Now, you might be wondering if the key stored in plaintext would actually be secured and the answer is "Yes and No". It is "Yes" due to the fact that Android enforce File-Based Encryption since Android 10, which provides a very strong hardware-backed encryption on all your app's internal storage using a hash generated from user's lock pattern or bio-metrics. So as long as your minimum SDK version is not less than Android 10, pretty much everything stored in your internal storage is secured enough that even attackers with physical access cannot retrieve these easily.
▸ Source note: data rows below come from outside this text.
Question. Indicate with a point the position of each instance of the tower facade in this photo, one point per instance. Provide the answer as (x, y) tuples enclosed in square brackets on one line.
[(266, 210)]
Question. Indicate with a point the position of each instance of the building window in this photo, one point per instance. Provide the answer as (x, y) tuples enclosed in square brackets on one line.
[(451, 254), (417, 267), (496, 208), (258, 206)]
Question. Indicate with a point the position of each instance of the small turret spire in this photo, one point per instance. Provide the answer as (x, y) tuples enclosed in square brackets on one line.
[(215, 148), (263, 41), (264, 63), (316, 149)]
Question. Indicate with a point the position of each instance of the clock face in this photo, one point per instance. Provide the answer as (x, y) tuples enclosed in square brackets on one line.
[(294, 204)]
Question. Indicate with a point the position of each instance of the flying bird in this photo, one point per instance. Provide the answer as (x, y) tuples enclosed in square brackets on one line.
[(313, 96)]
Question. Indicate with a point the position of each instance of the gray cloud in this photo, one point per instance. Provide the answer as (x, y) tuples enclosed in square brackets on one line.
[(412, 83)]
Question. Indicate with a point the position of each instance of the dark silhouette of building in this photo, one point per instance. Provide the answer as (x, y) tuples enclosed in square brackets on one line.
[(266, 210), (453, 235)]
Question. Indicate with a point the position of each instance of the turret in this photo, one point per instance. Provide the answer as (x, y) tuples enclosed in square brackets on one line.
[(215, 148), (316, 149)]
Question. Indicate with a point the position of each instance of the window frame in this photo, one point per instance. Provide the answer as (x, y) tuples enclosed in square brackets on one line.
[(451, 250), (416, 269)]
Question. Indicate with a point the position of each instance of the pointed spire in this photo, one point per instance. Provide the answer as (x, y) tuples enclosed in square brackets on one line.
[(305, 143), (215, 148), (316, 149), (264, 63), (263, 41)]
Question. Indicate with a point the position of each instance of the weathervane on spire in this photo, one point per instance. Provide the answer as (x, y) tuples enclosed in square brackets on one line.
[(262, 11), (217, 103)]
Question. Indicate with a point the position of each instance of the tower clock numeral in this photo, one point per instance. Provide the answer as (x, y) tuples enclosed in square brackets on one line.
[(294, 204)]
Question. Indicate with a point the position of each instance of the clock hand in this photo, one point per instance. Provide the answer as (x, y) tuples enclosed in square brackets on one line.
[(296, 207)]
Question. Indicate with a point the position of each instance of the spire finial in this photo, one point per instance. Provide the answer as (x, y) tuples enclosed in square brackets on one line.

In fact, this is also the reason Tink gave in their documentation on why you should not use Android KeyStore.

When Android Keystore is disabled or otherwise unavailable, keysets will be stored in cleartext. This is not as bad as it sounds because keysets remain inaccessible to any other apps running on the same device. Moreover, as of July 2020, most active Android devices support either full-disk encryption or file-based encryption, which provide strong security protection against key theft even from attackers with physical access to the device

Side note: Isn't it quite funny that Android which is developed by Google, said to use Android KeyStore but then Tink, which is also developed by Google said not to use Android KeyStore? 🤣

In addition, the only way an attacker could retrieves these data inside your internal app directory is if they rely on a method that require rooting the device. But then if an attacker have God mode enabled on a device, can Android Keystore really prevent it, some doesn't think so. It is also part of the reason why Google deprecated java crypto library because people were getting too comfortable storing sensitive data on the device when in reality, no frontend is secure! So instead of putting our key in AndroidKeyStore and petting ourselves on the back, we should be focusing our effort into data expiration strategies, cache pruning, key rotations, remote log out (which include data wipe), or in the best scenario, a system where we don't need to store sensitive data on the frontend at all. The key takeaway (Pun intended) is that it doesn't matter where you store your keys, the more important thing for your end to end encryption system is to have a Key Rotation Strategy, especially if you are planning to store keys for a long time instead of a one-off exchange. Cheers!